Logistic regression identifies most influential annotations. Significant ratio between estimated effect and standard error of annotations in the logistic regression models for the significantly and suggestively trait-associated SNPs (○,Δ) sorted after decreasing significance in the logistic regression model for significantly trait-associated SNPs. The final models for the significant and suggestive trait-associated SNPs included 27 and 12 annotations of which 17 and 6 were significant in the models, respectively. Corresponding values can be found in Table 4.

Table 3 Comparing significant vs. suggestive logistic regression results

Six annotations were found to have significant (P-value ≤ 0.05) effects on trait-association status of suggestive SNPs: eQTLs, open chromatin, exons, gained stop codons, vegaGenes, and strong enhancers (proximal). The annotations included in the model for suggestive SNPs had reduced β-coefficients when compared with their value in the logistic regression model for significantly associated SNPs, consistent with the weaker enrichments seen for the suggestive class and the mixture of true and false positives in this SNP set.

The results from logistic regression demonstrate the value of a comprehensive modeling approach that helps identify annotations providing independent information on the trait-association status of SNPs. Some of the individual annotations have highly significant effects in both the logistic regression and the enrichment analyses. Nonetheless, the overall explanatory power of the final model as evidenced from the pseudo-r2 values (Table 4) is relatively limited. One might imagine that the power of predictive modeling might be enhanced by the inclusion of quantitative variables rather than the essentially binary variables used here. This was borne out by an examination of models including a quantitative estimate of the upstream proximity of GWAS hits to TSSs. Additional file 9 shows two histograms of A) the upstream distance to TSS in both, significant and suggestive trait-associated SNPs, with a clear change in frequency at distances greater than 20 Kb away from the TSS and B) a closer look at the <20 Kb region. Distance to TSS was included after optimization in spite of the inclusion of other TSS associated categorical variables, such as 5 Kb upstream TSS regions. The effect of distance to TSS is negative with a β-coefficient of −12.18, implying that a larger distance away from the TSS results in a decrease in the likelihood that a particular SNP is significantly trait-associated. Additional file 10 shows the β-coefficients of the logistic regression incorporating the distance to TSS effect. A table of all coefficients is shown in Additional file 11. The pseudo-r2 value of the final model improved to 42% (McKelvey and Zavoina’s), relative to models lacking this variable (Table 4). Additional file 12 shows the effect of including distance to TSS for six representative genomic annotations for the significantly trait-associated SNPs. The importance of a number of other annotations declined correspondingly, with the odds ratios for strong enhancers (proximal), eQTLs and active promoters reduced the most. The reduction of the odds ratio of eQTLs confirms previous results that eQTLs are usually found close to the transcription start site of genes [28].
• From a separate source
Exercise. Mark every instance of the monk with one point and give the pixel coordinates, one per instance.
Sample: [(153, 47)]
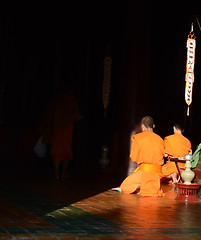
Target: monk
[(148, 151), (176, 145)]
Table 4 Pseudo-r 2 values for logistic regressions for significantly and suggestively associated SNPs

Discussion

We analyzed the enrichment and depletion of significantly and suggestively trait-associated SNPs in genomic regions annotated for 58 different functional genomics features. For the significantly trait-associated SNPs we observed significant enrichment in genic annotations and several features associated with particular chromatin states. The enrichment in genic annotations has been well documented in previous studies [8, 10], while there has been modest evidence for enrichment of trait-associated SNPs in regions with distinct chromatin structures [13]. However, the greatest insight is provided by logistic regression analysis, which evaluates the genomic features in terms of their influence on trait-association status in the context of the complete model for prediction of trait association status for SNPs.

Annotation classes associated with genes (Figure 1) showed enrichments and depletions comparable to previous studies. The highest significant enrichment was observed in gained stop codons obtained by the permutation method, but not the sampling method. This, and other sparsely annotated genomic features (i.e. with a low percentage of the genome covered; Additional file 1), resulted in large confidence intervals on the estimated odds ratio by either method. The observed differences in significance are due to the theoretically determined P-values, which were a widely used asymptotic approximation (see Methods), employed in the sampling method versus those determined empirically in the circular permutations method (see Methods). Theoretical values were used for the computationally intensive sampling method since they were necessarily based on a limited number of random samples, and such limitations do not apply to the permutation approach. The confidence intervals derived by permutation are generally slightly more conservative (i.e. larger) than those from the sampling approach. This is consistent with the permutation approach taking appropriate account of non-random distributions of annotations and SNP locations. As expected among the genomic features enriched for significantly trait-associated SNPs were the OMIM morbid regions, identified as regions associated with traits in GWAS and linkage studies [29]; these regions may approximate a positive control.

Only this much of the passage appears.